Sous cette nouvelle carrosserie se trouvait un nouveau châssis, avec une toute nouvelle suspension, montée sur quatre ressorts à boudin.
Un nouveau moteur s’ajoutait à la liste des options. Il s’agissait du V-8 283, dont la cylindrée avait été poussée à 348 p.c. Il était offert en deux versions. La première était alimentée par un carburateur à quatre corps, capable de fournir 250 ch, alors que l’autre et ses trois carburateurs à deux corps avait une puissance de 280 ch. Une version à trois carburateurs de 315 ch a été ajoutée, plus tard. Au cours des années précédentes, le modèle haut de gamme était la Bel Air. L’Impala 1958 a été présentée comme étant la plus luxueuse des Bel Air. Le haut de gamme du haut de gamme quoi! Elle a été présentée en deux modèles, une deux portières à toit rigide et une décapotable. Elle se distinguait des autres modèles grâce à ses feux arrière triples et un évacuateur d’air factice, chromée, à l’arrière du toit, au-dessus de la lunette enveloppante, en plus de deux décorations chromées sur les ailes arrière.
Avec des ventes de plus de 181 000 Impala, la pérennité de ce modèle était plus qu’assurée.
Quand les modèles 1959 arrivèrent, avec leur nouvelle tôlerie, elles avaient été le résultat d’une révolution. Les grandes lignes du dessin des modèles en argile de la 1959 étaient déjà établies, au début de 1956. Puis, coup de tonnerre dans un ciel bleu, arriva la Chrysler 1957. Panique générale chez General Motors. En l’absence de Harley Earl, en voyage en Europe, les styliciens décident de tout jeter à la poubelle pour refaire leur travail, afin de montrer à Chrysler qu’ils étaient capables eux aussi, de faire des carrosseries aux lignes excentriques. Voilà pourquoi les marques fabriquées par GM, en 59, ont pratiquement toutes les mêmes pièces; même toit, même cadre de portes, etc. Seules les tôles extérieures sont différentes.
Le dessin des Chevrolet 1960 retourna à une silhouette plus sobre. Les feux arrière oblongs de la 59 avaient été remplacés par trois feux ronds. La bonne nouvelle, pour les mécaniciens et les propriétaires, était l’absence de la suspension à air et de l’injection d’essence de la liste des options...

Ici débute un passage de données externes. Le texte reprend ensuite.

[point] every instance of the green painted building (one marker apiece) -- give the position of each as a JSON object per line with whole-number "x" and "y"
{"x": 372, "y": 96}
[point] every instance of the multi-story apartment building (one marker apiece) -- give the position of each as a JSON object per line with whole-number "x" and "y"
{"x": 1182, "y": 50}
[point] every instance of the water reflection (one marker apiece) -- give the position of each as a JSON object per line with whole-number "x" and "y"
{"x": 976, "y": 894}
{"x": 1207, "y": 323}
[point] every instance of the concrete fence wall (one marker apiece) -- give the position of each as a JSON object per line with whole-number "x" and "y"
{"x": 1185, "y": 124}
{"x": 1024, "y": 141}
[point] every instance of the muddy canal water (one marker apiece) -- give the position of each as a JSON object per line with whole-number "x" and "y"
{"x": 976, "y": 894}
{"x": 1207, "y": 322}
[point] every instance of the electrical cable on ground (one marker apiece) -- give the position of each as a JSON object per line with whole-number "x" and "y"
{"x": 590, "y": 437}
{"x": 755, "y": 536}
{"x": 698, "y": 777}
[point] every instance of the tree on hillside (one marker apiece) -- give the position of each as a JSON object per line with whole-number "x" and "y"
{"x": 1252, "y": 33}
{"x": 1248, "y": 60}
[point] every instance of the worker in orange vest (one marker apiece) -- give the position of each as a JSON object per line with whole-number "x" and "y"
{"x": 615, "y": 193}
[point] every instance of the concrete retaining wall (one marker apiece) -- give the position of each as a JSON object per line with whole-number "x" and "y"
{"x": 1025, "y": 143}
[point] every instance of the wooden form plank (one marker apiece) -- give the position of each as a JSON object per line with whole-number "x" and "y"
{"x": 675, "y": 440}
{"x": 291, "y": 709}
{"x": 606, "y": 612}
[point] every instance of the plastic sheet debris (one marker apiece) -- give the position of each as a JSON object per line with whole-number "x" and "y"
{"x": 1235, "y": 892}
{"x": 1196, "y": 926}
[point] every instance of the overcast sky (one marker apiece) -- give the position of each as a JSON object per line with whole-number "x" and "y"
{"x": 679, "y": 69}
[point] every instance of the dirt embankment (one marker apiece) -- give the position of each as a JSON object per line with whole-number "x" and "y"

Un extérieur nouveau avait été dessiné pour la Chevrolet 1961. Les ailerons à gogo avaient été remplacés par de simples moulures, même pas décorées de baguettes de flanc. Une berline a été ajoutée à la liste des modèles. Les grandes nouvelles étaient l’avènement de la nouvelle option Super Sport et du nouveau V-8 de 409 p.c.et ses 360 ch. Au Début, l’option SS n’était pas destinée aux poseurs. Celui qui désirait la commander devait choisir, au minimum, le moteur de 348 p.c. avec ses 305 ch. Des versions de 340 et 350 ch étaient également offertes à un prix relativement bas. Quelques années plus tard, l’option SS ne deviendra qu’une option tape-à-l’oeil, disponible même avec un moteur six cylindres sous le capot.
Quand les modèles 1962 arrivèrent sur le marché, la carrosserie avait subi un changement assez prononcé de son dessin. Sa silhouette était plus angulaire, plus imposante. L’avant et l’arrière étaient plus raffinés, alors que ses baguettes de flanc étaient relevées à la hauteur des poignées des portières.
Le succès de l’Impala reposait surtout sur son style. Au cours des années soixante, le dessin de ses carrosseries était devenu plus subtil, alors que ses moulures et garnitures devenaient plus éclatantes, ajoutant à l’ensemble une touche de luxe. La même formule était appliquée à ses intérieurs, qui étaient confectionnés avec des tissus de bonne qualité. L’Impala se donnait des airs de Cadillac du pauvre, ce qui était, pour la compagnie et pour ses propriétaires, excellent. M. Richard Côté, propriétaire de la Chevrolet Impala 1962 en vedette, ce mois-ci, ne peut qu’être en accord avec cette impression.